JARANG sekali Sultan Hamengkubuwono IX hadir dalam upacara resmi
di Yogyakarta. Tapi akhir Februari lalu, Gubernur DIY ini muncul
di kampus Akademi Pembangunan Masyarakat Desa (APMD). Karenanya,
peristiwa ini termasuk penting.
Sultan menandatangani prasasti peresmian kampus APMD itu, suatu
monumen bekas Tentara Pelajar (TP) Brigade 17, yang diusahakan
oleh Yayasan Pendidikan 17. YP 17 mengelola 67 sekolah yang
tersebar di Ja-Tim, Ja-Teng, DIY, Ja-Bar dan Lampung, tapi hanya
APMD ini yang akademi. Sisanya dari TK sampai SMA.
Modal utama akademi ini semangat juang, ciri khas usaha yang
dirintis bekas tentara pelajar. Didirikan 17 November 1965,
dengan restu Ipik Gandamana, Menteri PMD waktu itu, akademi ini
hidup dengan keprihatinan.

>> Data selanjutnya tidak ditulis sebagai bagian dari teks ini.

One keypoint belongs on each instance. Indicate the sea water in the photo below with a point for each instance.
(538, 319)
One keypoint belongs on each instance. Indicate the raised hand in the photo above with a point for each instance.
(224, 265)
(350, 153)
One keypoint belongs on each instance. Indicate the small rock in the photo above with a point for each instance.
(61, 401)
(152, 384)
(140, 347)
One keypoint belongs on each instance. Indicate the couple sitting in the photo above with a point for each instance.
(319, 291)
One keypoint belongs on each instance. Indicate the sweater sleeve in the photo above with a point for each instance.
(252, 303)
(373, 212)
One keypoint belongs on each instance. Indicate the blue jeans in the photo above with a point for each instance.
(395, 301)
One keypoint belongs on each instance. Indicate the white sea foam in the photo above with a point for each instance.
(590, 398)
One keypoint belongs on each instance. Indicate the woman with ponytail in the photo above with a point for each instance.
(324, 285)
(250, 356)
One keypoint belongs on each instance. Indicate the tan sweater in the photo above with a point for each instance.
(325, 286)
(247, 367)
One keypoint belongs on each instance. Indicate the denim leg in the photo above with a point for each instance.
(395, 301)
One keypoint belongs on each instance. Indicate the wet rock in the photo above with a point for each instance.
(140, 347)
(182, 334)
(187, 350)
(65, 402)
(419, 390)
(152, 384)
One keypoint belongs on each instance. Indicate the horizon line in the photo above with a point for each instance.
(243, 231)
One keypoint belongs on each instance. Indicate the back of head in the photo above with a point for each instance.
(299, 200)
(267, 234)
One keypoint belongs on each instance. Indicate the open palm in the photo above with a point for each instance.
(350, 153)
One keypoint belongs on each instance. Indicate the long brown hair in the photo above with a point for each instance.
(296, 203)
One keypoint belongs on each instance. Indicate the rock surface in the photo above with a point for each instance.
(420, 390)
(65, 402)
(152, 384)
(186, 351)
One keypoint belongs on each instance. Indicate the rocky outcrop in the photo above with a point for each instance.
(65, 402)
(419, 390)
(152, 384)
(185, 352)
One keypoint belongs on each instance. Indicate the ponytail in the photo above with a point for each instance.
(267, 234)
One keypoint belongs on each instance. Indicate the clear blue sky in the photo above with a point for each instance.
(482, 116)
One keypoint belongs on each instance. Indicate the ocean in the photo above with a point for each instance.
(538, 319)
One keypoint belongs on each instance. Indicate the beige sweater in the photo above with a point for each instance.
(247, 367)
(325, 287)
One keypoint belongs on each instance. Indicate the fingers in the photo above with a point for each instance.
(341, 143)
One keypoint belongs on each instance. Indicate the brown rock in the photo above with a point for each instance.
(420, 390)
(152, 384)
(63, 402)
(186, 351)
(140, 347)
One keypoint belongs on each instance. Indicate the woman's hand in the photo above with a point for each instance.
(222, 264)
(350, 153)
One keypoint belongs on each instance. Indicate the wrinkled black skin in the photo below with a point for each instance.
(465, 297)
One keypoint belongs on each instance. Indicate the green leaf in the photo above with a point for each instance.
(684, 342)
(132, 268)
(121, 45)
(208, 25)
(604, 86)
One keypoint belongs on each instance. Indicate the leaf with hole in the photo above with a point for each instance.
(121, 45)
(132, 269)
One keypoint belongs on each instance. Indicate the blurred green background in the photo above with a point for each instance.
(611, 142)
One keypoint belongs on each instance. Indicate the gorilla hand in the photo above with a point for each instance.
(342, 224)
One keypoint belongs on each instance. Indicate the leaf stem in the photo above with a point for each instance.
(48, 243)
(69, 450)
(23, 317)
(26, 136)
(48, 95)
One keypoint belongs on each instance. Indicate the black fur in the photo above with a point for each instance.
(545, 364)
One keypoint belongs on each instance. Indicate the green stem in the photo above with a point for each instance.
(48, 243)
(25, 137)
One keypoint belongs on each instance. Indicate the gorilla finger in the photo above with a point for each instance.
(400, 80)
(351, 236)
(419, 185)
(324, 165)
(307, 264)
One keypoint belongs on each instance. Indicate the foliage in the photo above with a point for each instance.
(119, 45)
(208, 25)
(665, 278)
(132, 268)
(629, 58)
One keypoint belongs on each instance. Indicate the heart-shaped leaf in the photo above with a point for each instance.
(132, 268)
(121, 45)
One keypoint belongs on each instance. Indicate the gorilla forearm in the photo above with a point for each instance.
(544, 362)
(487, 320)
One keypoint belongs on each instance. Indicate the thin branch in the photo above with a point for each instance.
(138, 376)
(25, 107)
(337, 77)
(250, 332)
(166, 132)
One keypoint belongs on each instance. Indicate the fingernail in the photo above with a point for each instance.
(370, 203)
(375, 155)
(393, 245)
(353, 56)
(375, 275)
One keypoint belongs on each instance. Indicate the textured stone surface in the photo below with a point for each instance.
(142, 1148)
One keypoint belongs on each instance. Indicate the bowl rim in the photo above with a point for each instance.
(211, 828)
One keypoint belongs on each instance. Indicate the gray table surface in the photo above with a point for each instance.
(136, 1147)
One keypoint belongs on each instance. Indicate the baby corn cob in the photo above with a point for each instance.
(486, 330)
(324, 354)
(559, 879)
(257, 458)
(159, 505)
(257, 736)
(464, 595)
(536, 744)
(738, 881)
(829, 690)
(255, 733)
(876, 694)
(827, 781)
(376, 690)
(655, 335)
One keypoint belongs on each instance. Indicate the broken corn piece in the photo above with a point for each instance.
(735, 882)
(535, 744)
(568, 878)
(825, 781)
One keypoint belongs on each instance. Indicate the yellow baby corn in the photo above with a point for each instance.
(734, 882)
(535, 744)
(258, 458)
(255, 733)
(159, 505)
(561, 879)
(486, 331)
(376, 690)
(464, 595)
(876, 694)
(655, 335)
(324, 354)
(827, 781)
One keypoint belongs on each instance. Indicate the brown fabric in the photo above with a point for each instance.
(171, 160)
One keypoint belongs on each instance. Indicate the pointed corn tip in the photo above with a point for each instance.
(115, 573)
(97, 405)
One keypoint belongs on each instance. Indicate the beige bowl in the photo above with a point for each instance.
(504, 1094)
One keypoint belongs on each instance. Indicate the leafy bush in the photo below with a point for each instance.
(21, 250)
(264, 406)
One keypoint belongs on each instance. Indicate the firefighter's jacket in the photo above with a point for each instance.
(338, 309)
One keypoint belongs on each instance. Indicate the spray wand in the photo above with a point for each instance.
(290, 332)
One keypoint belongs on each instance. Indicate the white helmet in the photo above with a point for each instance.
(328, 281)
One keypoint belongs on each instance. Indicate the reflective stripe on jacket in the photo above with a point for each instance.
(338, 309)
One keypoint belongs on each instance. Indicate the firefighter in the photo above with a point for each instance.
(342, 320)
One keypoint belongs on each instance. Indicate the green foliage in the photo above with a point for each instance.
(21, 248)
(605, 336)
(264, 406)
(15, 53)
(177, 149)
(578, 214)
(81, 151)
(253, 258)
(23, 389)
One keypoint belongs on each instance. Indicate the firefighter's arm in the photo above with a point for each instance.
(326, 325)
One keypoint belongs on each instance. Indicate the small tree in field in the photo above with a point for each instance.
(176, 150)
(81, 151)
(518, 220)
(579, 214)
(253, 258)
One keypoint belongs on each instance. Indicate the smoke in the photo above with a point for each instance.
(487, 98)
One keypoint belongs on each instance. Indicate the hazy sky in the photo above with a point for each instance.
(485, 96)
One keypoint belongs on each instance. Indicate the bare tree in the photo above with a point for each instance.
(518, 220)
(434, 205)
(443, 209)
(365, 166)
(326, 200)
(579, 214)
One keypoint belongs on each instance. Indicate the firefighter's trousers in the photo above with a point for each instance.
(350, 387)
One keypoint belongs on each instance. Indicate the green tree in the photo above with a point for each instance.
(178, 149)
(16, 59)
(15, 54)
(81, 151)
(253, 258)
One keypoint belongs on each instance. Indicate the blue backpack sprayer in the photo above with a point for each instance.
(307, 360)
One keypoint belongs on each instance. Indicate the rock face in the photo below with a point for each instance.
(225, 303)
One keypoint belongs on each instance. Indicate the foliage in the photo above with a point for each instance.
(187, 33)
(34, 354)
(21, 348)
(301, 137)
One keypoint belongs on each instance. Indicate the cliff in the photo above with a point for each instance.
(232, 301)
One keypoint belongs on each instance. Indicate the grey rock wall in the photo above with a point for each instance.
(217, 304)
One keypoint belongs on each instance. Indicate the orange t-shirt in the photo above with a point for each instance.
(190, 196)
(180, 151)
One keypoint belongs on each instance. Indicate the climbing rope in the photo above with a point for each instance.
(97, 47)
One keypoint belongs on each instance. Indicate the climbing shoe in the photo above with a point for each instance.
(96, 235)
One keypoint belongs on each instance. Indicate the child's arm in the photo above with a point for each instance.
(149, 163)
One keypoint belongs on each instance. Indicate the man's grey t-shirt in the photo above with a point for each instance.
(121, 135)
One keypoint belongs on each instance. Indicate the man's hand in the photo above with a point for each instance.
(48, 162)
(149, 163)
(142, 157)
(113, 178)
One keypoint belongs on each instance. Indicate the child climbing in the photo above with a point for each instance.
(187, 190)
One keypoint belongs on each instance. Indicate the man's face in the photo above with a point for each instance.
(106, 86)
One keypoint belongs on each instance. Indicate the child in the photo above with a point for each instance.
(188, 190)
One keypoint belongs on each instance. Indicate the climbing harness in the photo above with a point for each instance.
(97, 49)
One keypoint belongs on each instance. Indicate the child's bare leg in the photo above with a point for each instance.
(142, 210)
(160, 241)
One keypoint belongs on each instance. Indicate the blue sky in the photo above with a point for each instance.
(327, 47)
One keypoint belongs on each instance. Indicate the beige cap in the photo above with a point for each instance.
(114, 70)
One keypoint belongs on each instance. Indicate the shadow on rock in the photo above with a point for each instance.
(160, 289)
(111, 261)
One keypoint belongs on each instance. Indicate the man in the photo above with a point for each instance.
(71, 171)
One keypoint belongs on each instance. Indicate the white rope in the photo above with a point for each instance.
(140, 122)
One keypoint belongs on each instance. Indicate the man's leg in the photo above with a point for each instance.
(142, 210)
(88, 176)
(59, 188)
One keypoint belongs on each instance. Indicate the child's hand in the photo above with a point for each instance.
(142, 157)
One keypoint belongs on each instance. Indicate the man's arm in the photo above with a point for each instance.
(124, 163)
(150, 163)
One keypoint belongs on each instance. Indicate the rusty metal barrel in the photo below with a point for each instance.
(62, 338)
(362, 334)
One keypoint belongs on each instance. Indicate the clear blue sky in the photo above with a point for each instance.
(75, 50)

Semula menempati satu ruang di gedung
Panti Pemuda, Yogyakarta, ia kemudian sering berpindah tempat,
tergantung gedung mana yang bisa disewanya. Pernah ia menempati
gedung SD Lempuyangan, lalu Pagelaran Kraton Yogya. Gedung BPA
UGM, dan gedung Wanita Demangan. Baru dua tahun lalu ia mulai
membangun kampus di atas tanah milik sendiri, di Timoho,
pinggiran timur Yogya. Sekarang telah berdiri 3 unit gedung
berlantai 2 untuk kuliah, dan 1 unit gedung untuk perpustakaan.
Inilah yang diresmikan Sultan. Biayanya Rp 726 juta, termasuk
sumbangan Dep P&K sebesar Rp 66 juta.
Sultan sangat mengharapkan agar APMD menyiapkan kader yang akan
terjun ke desa. "Saya yakin, desa di masa datang menjadi sasaran
pembaruan," ujar Sultan. "APMD dapat mencetak pegawai-pegawai
bagi desa, yang bisa menjawab tantangan desa itu sendiri."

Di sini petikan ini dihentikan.